PDF scraping: get company and subsidiaries tables

Question

I am trying to scrape this PDF containing information about company subsidiaries. I have seen many posts using the R package Tabulizer but this, unfortunately, doesn't work on my Mac for some reasons. As Tabulizer uses Java dependencies, I tried installing different versions of Java (6-13) and then reinstalling the packages, still no luck in getting this to work (what happens is when I run extract_tables the R session aborts).

I need to scrape the whole pdf from page 19 onwards and construct a table showing company names and their subsidiaries.
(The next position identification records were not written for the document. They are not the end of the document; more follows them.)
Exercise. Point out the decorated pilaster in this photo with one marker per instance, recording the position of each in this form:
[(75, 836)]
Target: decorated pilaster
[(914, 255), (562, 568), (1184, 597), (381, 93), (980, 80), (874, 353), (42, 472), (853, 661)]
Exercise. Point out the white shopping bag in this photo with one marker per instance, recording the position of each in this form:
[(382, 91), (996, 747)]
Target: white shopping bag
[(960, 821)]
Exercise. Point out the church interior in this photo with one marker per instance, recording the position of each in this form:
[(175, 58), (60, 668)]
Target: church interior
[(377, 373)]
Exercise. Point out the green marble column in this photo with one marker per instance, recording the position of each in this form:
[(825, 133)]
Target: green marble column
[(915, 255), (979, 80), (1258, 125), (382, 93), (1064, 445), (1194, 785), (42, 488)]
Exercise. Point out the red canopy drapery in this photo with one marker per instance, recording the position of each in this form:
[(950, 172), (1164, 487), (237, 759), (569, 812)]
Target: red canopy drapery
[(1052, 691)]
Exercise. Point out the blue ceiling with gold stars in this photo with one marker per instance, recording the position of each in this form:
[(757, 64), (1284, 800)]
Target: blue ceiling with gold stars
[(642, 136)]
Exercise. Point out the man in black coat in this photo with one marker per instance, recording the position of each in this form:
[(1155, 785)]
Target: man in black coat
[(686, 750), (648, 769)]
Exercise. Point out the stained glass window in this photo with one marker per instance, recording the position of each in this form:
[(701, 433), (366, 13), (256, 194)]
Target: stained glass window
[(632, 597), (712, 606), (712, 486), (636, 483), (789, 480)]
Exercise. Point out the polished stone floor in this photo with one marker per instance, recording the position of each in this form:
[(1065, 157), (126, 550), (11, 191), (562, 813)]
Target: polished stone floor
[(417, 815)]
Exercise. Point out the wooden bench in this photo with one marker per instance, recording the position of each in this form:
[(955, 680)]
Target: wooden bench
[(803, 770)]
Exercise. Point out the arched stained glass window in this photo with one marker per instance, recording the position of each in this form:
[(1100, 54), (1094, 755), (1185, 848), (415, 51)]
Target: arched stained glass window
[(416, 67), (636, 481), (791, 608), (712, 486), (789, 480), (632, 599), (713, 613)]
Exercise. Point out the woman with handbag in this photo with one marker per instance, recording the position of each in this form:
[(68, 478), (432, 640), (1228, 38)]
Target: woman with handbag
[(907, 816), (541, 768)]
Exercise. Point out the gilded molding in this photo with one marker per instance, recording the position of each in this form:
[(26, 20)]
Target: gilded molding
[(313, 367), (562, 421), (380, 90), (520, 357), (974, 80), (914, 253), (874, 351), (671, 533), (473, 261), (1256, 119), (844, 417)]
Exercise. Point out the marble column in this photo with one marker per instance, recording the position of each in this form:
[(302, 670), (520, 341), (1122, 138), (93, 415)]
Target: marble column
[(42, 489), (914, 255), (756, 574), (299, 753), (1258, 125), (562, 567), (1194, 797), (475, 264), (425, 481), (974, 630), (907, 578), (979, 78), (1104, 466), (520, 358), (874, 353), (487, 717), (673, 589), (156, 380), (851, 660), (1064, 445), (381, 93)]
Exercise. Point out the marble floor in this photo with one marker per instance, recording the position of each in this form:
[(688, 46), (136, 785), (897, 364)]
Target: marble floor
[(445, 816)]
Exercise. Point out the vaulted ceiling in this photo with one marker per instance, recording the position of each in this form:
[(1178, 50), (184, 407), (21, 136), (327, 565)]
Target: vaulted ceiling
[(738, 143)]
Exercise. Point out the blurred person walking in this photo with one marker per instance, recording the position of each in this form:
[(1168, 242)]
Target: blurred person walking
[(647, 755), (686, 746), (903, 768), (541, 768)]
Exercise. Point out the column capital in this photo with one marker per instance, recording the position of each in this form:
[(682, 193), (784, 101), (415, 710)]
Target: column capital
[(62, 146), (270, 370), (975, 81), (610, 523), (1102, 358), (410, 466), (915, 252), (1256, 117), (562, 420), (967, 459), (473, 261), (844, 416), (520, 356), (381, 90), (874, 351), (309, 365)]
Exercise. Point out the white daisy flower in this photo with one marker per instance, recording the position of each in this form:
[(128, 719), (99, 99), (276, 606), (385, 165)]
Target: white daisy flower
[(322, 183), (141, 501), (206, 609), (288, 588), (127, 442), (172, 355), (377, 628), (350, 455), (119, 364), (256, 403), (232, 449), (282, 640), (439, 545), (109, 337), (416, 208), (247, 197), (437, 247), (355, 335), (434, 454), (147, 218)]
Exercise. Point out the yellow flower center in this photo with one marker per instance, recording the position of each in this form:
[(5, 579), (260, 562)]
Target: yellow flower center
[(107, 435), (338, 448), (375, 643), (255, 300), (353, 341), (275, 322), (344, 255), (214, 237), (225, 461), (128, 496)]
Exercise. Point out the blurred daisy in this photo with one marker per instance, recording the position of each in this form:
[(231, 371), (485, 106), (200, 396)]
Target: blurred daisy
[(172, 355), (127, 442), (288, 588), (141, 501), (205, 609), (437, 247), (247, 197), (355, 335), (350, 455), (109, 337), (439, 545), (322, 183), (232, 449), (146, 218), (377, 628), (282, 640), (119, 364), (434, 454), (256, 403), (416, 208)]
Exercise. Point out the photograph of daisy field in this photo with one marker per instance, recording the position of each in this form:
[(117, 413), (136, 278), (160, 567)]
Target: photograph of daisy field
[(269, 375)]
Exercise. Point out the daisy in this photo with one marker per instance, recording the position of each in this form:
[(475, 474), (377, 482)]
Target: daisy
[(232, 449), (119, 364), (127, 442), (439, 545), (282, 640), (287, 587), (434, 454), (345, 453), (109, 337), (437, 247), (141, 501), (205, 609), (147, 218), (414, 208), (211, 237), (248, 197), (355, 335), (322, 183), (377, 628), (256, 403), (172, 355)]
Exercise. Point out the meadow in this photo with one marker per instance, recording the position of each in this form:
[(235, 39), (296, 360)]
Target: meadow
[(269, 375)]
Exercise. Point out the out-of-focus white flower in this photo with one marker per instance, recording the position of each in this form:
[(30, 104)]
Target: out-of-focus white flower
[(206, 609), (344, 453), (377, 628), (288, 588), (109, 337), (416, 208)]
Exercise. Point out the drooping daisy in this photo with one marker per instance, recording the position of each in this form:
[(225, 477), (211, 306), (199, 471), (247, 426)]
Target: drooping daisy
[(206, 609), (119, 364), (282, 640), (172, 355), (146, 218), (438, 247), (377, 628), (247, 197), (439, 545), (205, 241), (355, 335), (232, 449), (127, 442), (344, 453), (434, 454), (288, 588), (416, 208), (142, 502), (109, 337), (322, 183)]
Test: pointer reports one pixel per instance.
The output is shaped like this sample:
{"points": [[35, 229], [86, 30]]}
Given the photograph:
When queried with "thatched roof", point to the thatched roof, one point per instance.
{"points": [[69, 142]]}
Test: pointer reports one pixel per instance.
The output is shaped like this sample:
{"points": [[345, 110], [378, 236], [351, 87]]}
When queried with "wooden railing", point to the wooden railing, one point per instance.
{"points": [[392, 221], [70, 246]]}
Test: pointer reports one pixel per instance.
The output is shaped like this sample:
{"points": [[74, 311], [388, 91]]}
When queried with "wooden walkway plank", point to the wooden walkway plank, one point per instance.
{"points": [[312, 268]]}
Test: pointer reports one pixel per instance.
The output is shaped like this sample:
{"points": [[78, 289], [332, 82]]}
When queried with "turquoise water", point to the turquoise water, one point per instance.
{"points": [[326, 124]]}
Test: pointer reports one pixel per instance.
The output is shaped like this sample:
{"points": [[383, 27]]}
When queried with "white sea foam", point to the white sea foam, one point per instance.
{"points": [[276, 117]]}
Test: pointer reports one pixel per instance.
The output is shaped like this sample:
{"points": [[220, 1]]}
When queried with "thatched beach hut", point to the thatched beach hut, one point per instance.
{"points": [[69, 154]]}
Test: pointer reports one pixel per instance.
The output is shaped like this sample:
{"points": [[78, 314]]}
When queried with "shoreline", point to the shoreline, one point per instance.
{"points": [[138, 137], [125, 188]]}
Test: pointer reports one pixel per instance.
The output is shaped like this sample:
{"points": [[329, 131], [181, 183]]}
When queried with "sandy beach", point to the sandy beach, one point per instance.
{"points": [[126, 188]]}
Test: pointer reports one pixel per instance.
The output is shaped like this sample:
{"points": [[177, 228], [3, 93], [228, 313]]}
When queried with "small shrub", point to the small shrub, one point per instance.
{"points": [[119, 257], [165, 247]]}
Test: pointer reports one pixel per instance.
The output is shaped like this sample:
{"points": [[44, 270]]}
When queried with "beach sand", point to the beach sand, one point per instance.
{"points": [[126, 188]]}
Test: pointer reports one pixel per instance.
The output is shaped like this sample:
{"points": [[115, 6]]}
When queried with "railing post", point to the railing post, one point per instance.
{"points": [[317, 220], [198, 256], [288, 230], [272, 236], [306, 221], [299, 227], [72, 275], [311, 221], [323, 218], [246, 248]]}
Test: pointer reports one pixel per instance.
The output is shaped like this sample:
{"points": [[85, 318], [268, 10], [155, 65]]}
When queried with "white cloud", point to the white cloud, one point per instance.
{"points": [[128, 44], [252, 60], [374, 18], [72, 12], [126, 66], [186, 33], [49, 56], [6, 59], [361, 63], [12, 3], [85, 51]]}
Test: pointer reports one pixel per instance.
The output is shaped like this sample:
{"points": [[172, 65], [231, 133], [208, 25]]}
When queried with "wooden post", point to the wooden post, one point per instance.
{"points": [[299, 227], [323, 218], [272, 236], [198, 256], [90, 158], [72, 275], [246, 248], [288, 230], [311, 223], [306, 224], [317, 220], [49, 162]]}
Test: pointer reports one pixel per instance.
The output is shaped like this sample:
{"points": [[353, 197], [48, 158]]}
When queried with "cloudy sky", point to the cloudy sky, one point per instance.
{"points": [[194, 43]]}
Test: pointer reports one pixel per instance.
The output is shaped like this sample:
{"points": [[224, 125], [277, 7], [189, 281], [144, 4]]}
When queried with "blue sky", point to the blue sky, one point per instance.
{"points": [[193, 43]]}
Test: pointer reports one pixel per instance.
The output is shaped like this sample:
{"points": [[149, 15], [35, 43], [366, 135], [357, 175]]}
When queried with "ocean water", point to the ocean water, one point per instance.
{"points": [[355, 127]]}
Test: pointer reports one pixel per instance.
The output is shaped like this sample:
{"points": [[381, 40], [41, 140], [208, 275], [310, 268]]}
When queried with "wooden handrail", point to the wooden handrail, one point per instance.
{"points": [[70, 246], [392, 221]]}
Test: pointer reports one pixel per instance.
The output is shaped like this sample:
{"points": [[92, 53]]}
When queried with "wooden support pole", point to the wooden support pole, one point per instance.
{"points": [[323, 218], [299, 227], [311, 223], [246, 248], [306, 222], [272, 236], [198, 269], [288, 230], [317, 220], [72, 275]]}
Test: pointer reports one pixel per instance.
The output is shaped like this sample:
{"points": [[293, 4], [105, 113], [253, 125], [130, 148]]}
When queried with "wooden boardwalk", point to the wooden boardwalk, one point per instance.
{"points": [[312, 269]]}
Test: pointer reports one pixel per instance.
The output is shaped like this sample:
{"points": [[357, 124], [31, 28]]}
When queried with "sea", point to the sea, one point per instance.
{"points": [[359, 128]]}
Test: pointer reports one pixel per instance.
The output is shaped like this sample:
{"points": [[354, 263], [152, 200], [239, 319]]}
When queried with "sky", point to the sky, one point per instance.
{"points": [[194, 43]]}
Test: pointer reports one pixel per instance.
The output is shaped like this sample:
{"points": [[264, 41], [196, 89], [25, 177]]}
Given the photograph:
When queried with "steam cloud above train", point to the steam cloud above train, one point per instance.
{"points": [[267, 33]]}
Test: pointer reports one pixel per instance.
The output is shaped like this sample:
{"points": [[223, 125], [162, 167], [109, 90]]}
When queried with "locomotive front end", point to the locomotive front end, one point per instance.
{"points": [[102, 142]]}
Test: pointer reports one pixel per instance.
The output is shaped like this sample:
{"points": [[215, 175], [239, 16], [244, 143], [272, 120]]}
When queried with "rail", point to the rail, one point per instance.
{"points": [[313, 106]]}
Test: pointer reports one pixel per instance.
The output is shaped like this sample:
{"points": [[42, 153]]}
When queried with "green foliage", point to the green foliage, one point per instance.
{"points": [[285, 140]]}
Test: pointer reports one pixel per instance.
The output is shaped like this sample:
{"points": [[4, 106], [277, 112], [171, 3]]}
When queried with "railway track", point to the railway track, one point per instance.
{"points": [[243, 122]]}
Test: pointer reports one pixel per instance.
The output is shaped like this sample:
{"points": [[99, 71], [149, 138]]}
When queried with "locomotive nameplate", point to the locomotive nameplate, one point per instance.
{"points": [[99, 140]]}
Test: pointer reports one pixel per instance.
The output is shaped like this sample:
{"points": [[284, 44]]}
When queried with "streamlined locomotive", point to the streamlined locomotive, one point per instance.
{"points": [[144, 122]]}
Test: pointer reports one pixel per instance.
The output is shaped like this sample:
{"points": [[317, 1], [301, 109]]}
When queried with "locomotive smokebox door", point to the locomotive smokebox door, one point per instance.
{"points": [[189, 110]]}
In the pdf, names start with any letters/number/symbol, whereas subsidiaries start with either a single or double dot.

So I tried with pdftools and pdftables packages. The code below provides a table similar to the one on page 19:

library(pdftools)
library(pdftables)
library(tidyverse)

tt = pdf_text("~/DATA/978-1-912036-41-7-Who Owns Whom UK-Ireland-Volume-1.pdf")

df <- tt[19]
df2 <- strsplit(df, '  ')
 
df3 <-as.data.frame(do.call(cbind, df2)) %>% 
 filter(V1!="") %>% 
 mutate(V2=str_split_fixed(V1, "England . ", 2)) %>% 
 mutate(V3=str_split_fixed(V1, "England", 2)) %>% 
 select(V2,V3,V1) %>% 
 mutate(V1=ifelse(V1==V3,"",V1),V3=ifelse(V3==V2,"",V3)) %>% 
 select(V3,V2,V1) %>% 
 mutate_at(c("V1"), funs(lead), n = 1 ) %>% 
 mutate_at(c("V3"), funs(lag), n = 1 ) %>% 
 unite(V4,V1, V2, V3, sep = "", remove = FALSE)

I am sure there is a more sophisticated function to do this more neatly. For example by using '\n' or '\r' with strsplit:

 df2 <- strsplit(df, '\n') 
 df3 <- do.call(cbind.data.frame, df2)

Can anyone with more experience than me advise me on how to scrape this table?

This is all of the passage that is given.